Advanced Data Science for Evaluators Training Course

Advanced Data Science for Evaluators Training Course


NB: HOW TO REGISTER TO ATTEND

Please choose your preferred schedule and location from Nairobi, Kenya; Mombasa, Kenya; Dar es Salaam, Tanzania; Dubai, UAE; Pretoria, South Africa; or Istanbul, Turkey. You can then register as an individual, register as a group, or opt for online training. Fill out the form with your personal and organizational details and submit it. We will promptly process your invitation letter and invoice to facilitate your attendance at our workshops. We eagerly anticipate your registration and participation in our Skill Impact Trainings. Thank you.

Course Date Duration Location Registration

Advanced Data Science for Evaluators Training Course

Course Introduction

Advanced Data Science for Evaluators has become a critical discipline in modern monitoring, evaluation, research, and evidence-based decision-making. Governments, development agencies, humanitarian organizations, non-governmental organizations, research institutions, and private sector organizations increasingly rely on advanced data science methodologies to generate insights, evaluate program performance, predict outcomes, measure impact, and improve accountability. The integration of data science techniques such as machine learning, predictive analytics, artificial intelligence, big data analytics, geospatial analysis, and advanced statistical modeling has transformed how evaluators design studies, analyze complex datasets, and communicate findings for policy and program improvement.

This Advanced Data Science for Evaluators Training Course provides participants with comprehensive knowledge and practical skills in data science concepts, analytical frameworks, machine learning applications, predictive modeling, data visualization, and evidence generation methodologies. The course covers data management, programming for analytics, statistical computing, data mining, artificial intelligence applications, advanced evaluation designs, causal inference techniques, forecasting models, and data-driven decision support systems. Participants will gain practical competencies in transforming large and complex datasets into actionable evidence that supports strategic planning, organizational learning, and performance improvement.
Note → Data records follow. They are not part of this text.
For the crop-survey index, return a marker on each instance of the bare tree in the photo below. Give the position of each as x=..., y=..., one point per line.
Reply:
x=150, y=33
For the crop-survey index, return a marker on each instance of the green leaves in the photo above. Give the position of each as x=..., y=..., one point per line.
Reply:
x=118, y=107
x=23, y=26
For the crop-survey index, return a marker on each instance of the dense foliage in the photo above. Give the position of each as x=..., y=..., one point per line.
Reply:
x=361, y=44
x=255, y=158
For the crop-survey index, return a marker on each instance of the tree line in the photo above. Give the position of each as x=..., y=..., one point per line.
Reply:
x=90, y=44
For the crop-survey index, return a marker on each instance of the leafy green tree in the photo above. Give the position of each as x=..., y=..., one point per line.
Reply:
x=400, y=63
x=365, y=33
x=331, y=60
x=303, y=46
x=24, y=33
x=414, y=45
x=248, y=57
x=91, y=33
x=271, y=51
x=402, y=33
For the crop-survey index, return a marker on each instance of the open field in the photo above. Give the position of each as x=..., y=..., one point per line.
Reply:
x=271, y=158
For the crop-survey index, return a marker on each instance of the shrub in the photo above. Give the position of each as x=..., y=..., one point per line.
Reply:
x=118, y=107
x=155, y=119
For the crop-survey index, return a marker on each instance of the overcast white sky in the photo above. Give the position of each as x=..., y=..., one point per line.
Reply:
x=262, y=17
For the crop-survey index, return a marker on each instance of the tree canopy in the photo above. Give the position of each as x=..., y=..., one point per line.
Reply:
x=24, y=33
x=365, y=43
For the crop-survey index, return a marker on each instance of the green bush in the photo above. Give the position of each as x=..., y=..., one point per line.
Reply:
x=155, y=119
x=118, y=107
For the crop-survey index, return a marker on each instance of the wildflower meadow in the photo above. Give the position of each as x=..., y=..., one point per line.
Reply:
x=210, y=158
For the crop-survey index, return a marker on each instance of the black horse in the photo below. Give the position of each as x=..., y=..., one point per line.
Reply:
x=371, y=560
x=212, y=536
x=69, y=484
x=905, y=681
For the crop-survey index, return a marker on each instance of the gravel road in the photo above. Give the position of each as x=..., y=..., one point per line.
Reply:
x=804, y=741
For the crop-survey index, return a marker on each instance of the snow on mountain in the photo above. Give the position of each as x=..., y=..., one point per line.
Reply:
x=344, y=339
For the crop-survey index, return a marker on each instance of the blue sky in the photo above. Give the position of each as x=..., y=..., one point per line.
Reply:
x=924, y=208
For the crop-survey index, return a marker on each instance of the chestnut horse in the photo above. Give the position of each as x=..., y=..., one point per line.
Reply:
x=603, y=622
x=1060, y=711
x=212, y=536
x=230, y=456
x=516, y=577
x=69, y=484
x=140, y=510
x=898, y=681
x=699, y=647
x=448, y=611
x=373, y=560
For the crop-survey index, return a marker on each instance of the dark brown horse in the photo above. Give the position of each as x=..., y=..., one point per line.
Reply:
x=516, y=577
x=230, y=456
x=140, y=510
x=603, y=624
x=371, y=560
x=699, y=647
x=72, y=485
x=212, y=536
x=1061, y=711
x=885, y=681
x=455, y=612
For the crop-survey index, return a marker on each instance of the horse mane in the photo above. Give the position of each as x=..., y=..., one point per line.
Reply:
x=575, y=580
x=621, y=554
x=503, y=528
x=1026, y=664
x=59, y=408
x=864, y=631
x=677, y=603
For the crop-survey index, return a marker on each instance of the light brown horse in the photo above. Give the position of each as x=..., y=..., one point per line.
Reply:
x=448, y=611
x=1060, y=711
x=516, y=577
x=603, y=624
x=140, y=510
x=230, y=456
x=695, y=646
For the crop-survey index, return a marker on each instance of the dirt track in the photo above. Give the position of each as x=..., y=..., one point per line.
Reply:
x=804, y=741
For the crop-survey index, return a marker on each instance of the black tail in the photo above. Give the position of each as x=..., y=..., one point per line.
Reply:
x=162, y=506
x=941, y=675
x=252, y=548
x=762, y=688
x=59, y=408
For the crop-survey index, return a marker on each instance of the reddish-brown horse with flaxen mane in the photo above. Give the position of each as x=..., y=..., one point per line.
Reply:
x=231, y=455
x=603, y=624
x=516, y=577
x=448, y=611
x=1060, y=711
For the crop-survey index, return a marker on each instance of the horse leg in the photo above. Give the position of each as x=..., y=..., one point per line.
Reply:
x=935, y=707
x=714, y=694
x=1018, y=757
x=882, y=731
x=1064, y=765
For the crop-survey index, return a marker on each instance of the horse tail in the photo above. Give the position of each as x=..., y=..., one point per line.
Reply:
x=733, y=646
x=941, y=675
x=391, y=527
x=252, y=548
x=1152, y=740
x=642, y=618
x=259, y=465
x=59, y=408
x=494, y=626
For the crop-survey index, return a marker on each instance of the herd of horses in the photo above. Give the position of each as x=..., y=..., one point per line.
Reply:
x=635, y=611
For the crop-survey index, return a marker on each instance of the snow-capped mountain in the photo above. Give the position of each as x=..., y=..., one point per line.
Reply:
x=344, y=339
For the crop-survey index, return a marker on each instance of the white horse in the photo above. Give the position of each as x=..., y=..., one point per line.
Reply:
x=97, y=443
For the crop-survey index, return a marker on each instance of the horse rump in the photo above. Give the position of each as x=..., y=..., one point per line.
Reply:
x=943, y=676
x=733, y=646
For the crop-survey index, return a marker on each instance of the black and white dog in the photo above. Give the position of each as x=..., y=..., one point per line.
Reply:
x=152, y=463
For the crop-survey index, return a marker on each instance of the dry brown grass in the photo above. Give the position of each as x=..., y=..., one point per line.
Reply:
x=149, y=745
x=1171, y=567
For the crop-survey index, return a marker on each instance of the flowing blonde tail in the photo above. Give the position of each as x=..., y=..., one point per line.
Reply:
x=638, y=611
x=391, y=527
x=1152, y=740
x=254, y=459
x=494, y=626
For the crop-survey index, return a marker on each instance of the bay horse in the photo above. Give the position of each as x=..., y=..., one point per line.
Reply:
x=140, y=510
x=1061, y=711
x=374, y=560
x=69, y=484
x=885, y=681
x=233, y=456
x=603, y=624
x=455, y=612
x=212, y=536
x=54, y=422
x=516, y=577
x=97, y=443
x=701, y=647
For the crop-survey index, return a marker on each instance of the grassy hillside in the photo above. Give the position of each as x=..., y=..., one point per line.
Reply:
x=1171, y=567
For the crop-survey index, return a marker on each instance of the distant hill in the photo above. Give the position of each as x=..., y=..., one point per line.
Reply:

The training emphasizes the application of advanced data science techniques in monitoring and evaluation systems, impact assessment, policy analysis, program performance monitoring, and development planning. Participants will learn how to integrate quantitative and qualitative data sources, build predictive models, apply advanced statistical methods, utilize machine learning algorithms, and create interactive dashboards and analytical reports that enhance organizational accountability and adaptive management.

Through practical exercises, simulations, hands-on projects, real-world case studies, and collaborative group assignments, participants will develop the technical and analytical capabilities necessary to implement advanced data science methodologies in evaluation practice. The course equips professionals with competencies to design robust analytical systems, perform sophisticated evaluations, generate predictive insights, and support evidence-based decision-making in complex organizational and development environments.

Course Objectives

Upon completion of this course, participants will be able to:

1.     Understand advanced data science principles and applications in evaluation.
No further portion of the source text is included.